Die Qual der Wahl beim Geld
Ähnliche Effekte beobachte ich in den 25 Jahren als Investmentberater in zunehmender Weise beim Geld. Die Informationsflut ist schier unendlich. Die Möglichkeiten, Geld zu investieren sind unüberschaubar. Es gibt Modethemen wie Zertifikate, Edelholz oder auch das recht aktuelle Thema Krypto. Auch hier kommt FOMO ins Spiel. Der Nachbar erzählt von seinen großen Kryptoerfolgen. Da wollen wir natürlich auch dabei sein. Gleichzeitig beschleicht uns die Angst, dass es im nächsten Investmentblog einen noch heißeren Anlagetipp gibt. Und schließlich haben wir ja noch den Wunsch von der Traumimmobilie im Hinterkopf, der eng mit dem obigen Wunsch nach dem sicheren Hafen in der Liebe korreliert. In meiner Erfahrung passiert es immer öfter, dass Menschen große Cashbeträge einfach auf dem Girokonto herumliegen lassen, denn erstens wäre die Entscheidung für das eine oder andere Investment zu viel „Qual der Wahl“ und zweitens behalte ich das Cash doch lieber, um demnächst wahrscheinlich eine Immobilie zu kaufen. Der Spannungsbogen zwischen „Fomo“ und Wunsch nach dem „sicheren Hafen“ erzeugt für viele eine lähmende Ambivalenz. Bevor ich einen Fehler mache, mache ich doch lieber gar nichts. Und so staut sich das Cash immer umfangreicher auf dem Girokonto auf und die Kaufkraft schmilzt dort in der gleißenden Sonne der Inflation.

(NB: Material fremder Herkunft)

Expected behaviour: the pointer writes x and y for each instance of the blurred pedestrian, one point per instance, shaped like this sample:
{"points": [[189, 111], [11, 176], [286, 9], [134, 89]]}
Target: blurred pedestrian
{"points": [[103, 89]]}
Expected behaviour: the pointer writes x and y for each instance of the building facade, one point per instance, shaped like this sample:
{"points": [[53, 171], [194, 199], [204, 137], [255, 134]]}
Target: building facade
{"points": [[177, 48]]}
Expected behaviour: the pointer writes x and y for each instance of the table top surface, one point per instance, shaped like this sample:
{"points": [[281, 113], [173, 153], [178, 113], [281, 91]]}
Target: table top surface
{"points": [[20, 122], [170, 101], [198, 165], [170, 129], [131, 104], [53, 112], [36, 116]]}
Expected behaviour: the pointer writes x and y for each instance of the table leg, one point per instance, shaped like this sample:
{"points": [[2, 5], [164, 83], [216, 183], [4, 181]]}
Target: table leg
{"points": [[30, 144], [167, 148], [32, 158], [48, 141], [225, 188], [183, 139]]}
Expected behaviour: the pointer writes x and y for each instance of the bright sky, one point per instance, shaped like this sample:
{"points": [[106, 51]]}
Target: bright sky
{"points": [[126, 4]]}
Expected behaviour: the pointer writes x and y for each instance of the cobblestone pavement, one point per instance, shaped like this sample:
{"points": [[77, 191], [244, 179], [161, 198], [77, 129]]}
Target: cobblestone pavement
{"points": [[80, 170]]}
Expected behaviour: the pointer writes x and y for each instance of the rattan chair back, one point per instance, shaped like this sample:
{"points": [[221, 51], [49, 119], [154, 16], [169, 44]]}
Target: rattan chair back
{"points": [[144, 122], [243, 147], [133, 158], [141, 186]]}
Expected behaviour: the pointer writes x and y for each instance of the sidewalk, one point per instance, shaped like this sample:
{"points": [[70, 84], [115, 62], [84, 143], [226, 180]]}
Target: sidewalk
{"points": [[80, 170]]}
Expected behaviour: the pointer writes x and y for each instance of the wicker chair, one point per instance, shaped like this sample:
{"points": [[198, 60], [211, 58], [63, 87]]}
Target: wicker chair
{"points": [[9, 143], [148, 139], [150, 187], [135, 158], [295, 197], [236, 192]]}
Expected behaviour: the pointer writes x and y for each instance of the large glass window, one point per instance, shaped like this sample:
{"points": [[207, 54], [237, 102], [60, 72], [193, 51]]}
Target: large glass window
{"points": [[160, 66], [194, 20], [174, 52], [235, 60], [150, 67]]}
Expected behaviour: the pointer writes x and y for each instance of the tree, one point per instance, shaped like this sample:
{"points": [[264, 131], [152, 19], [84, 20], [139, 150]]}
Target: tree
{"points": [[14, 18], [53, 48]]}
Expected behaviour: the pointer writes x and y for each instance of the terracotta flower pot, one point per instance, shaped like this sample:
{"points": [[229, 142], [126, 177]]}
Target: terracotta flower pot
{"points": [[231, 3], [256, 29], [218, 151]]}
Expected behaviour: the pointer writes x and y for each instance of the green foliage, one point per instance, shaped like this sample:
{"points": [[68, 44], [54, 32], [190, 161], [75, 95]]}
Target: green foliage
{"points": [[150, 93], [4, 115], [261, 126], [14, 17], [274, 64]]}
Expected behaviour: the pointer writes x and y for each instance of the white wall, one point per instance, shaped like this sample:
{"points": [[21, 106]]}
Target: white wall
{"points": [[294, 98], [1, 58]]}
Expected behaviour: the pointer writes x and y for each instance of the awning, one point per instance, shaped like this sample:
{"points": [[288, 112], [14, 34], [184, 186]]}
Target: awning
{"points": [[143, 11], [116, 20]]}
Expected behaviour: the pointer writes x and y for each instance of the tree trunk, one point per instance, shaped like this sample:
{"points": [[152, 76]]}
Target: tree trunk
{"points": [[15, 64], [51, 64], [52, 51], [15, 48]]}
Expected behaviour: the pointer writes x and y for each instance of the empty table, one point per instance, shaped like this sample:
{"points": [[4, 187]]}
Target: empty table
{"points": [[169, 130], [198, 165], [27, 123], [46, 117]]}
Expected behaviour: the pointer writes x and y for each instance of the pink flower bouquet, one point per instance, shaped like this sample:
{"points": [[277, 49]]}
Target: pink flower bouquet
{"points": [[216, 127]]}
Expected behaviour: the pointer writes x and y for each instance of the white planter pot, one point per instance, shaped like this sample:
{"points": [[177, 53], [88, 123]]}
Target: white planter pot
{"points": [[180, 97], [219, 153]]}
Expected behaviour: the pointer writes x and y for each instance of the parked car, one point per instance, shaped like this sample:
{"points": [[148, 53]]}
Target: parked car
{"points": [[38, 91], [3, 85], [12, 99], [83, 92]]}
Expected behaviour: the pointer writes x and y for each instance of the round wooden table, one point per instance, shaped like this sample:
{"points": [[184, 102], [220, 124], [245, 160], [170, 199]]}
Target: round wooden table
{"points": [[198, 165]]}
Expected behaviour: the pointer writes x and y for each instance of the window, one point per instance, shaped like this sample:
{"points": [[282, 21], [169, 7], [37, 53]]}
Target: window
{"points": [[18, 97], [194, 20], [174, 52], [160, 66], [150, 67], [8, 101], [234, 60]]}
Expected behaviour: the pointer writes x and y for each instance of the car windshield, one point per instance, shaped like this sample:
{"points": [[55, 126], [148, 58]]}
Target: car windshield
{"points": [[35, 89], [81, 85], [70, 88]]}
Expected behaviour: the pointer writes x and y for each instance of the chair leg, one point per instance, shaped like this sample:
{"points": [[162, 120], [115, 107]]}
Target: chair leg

Sein und Schein in der Geldanlage
Findige Anbieter versprechen den Menschen den Reichtum „über Nacht“. Wir leben in einer Kultur der „instant gratification“, der sofortigen Wunscherfüllung. Es ist aus der Mode gekommen, mit langem, geduldigem Atem zu investieren. Viele Menschen erliegen dem Versprechen, mit wenig Aufwand und angeblich „todsicher“ schnell reicht zu werden. Dass es den Naturgesetzen des Kapitalmarktes widerspricht, ohne Risiko hohe Renditen zu erzielen, wird im Glanz der perfekten Präsentation gerne ausgeblendet. Das toll inszenierte „Heilsversprechen“ lässt alle gesunde Skepsis vergessen. Spätestens wenn das Geld in der gefährlichen Spekulation, die man da verblendet gezeichnet hat, verloren ist, stellt sich der Kater ein und wenn wir dann ehrlich zu uns sind, ist die eindeutige Antwort: „Ich hätte es eigentlich besser wissen müssen“.
Ungesunde Illusionen in der Liebe
Auch in der Liebe laufen wir Gefahr, uns auf ungesunde Beziehungen einzulassen, wenn wir besonders bedürftig sind. Wir wünschen uns alle Beziehung und Geborgenheit. Manchmal lassen wir uns dann auf Menschen ein, die uns nicht gut tun, die unsere Bedürftigkeit ausnutzen. Es gibt inzwischen unzählige Bücher über toxische Beziehung, coabhängige Partnerschaften und Narzissmus. Manchmal müssen wir erst am Boden zerstört sein und unschöne Enttäuschungen erlebt haben, bevor wir unsere Lektion gelernt haben, d.h. ent-täuscht, von der Täuschung befreit wurden. Manche Menschen fühlen sich dabei so verletzt, dass sie sich schwertun, sich erneut auf Beziehungen einzulassen.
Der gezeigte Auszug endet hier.